HMM as much time as I spend on 1911 forums I have never heard of a rash of those parts failing or any for that matter on the Armscor made weapons .
Was the safety moving as freely as they are suppose to prior to breaking ?
Did it seem to you you had to exert an unusual amount of force to engage and disengage it ?
I am wondering if the off side that you don't use is perhaps poorly fitted and is hanging causing an unusual amount of pressure to be exerted on joint as you have to push harder to move it .
Other than your gun do you have experience with the 1911 design to have a feel for what is a correctly working safety ?
A correctly working 1911 safety should "click" as it is moved on and off with intentional pressure but not to be excessive at all , nor should it move so easily that you can do it by accident .
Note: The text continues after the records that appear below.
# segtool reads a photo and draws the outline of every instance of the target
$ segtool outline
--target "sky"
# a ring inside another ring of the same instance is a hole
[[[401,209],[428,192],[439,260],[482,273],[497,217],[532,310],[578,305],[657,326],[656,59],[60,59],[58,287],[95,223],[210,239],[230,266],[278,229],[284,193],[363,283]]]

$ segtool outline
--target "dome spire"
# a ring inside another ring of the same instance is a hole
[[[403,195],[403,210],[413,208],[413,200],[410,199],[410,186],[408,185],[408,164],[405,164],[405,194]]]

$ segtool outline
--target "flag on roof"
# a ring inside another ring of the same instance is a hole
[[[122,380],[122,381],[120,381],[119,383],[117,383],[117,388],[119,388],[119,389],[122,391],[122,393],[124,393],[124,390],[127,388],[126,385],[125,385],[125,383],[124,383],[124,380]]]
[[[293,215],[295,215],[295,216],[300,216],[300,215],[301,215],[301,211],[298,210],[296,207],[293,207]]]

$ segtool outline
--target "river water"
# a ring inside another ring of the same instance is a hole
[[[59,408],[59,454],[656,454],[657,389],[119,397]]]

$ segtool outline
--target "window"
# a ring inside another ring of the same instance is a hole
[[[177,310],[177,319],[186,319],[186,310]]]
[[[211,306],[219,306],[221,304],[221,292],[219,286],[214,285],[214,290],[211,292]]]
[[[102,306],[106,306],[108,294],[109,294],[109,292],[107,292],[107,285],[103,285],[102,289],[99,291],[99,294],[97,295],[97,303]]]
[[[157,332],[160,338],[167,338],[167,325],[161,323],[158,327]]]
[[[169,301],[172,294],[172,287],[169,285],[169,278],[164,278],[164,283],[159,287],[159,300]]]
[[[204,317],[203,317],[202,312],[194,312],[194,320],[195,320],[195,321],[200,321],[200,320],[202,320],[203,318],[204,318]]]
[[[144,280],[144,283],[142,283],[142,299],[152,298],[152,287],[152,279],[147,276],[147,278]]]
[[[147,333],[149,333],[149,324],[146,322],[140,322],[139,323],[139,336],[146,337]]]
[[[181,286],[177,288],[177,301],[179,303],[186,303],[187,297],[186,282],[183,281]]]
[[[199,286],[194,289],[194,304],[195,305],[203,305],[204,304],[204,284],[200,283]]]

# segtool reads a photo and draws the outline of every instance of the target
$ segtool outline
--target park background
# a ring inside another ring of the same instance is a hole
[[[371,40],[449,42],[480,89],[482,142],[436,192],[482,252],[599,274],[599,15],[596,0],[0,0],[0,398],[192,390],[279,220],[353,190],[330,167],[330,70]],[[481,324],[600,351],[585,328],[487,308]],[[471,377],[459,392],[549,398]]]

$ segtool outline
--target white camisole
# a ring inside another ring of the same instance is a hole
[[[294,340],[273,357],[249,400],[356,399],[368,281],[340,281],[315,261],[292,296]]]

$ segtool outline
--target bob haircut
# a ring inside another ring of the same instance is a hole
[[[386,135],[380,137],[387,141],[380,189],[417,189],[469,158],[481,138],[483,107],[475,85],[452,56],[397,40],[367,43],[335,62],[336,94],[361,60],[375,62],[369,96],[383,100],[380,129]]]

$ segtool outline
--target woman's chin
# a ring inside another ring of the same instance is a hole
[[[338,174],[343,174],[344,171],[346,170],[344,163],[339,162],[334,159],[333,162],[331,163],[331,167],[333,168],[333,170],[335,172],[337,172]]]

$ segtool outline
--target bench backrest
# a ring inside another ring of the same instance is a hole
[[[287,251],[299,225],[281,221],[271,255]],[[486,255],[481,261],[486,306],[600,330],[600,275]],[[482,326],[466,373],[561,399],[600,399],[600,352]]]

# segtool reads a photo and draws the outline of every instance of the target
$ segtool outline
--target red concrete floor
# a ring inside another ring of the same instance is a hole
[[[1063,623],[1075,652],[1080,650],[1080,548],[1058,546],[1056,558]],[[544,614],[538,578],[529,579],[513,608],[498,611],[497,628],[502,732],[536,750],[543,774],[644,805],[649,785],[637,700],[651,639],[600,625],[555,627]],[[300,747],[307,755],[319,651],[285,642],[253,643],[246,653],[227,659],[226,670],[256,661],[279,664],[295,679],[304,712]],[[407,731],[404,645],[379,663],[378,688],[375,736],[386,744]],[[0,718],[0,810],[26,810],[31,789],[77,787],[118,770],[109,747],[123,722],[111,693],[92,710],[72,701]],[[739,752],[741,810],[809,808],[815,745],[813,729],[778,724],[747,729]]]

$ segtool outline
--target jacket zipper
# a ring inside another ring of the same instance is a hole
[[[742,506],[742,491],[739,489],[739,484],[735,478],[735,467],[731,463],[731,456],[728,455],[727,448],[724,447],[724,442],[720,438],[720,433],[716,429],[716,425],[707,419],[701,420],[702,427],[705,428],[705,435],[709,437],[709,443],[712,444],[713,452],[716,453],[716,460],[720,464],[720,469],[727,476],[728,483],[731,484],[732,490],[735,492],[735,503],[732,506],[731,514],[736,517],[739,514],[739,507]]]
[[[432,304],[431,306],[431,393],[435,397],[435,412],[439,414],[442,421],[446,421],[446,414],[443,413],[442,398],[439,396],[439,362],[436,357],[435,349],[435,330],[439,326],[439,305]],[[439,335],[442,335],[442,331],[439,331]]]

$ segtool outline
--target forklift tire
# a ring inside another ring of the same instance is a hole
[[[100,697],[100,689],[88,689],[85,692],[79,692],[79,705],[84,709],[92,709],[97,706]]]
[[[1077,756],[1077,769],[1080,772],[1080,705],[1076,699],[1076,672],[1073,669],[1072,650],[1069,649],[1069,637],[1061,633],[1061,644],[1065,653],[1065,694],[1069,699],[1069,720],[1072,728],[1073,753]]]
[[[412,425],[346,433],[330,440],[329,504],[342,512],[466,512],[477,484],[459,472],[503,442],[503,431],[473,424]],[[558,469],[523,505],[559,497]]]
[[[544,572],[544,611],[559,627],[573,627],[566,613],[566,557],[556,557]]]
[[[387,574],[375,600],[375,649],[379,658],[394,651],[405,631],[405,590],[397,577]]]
I ask because I have read a few posts of sticky safeties and Ivan has always asked the customer to send it in for repair .
I am assuming here that perhaps they had a period in which the frames weren't correctly cut for the safety's , causing these problems .
It's the safety. I did verify spring tension by handling every 1911 at the gunstore. As well, I've done extensive mods to my RIA 1911, including an STI ambi safety, then later when they got them in, a Kimber.
The safeties used by Armscor seem to be made by Mueschke. Those folks are not known for their quality.
There are three major types of safeties out there
Swenson style - this has the retaining tab which goes behind the grip panel
King/Kimber style - retains using a special hammer pin T/G setup
Colt style - retained by the sear pin, abandoned by Colt due to its fragile nature, now manufactured by Mueschke.
You might do a google search on the three.
I just use my 1911s hard. My carry pistol is regularly submerged in water while I'm working with my retriever. I get back to camp (where I'm usually at when working with my dog) and clean it with an Otis kit.
The two ambi safeties that I've used extensively and not failed on me thus far are are the Swenson style STI (made from bar stock from what I understand) and the Kimber (which is surprising as it feels cheap.)
The paddles are properly supported at the front as well. This is a must for extended and ambi safeties.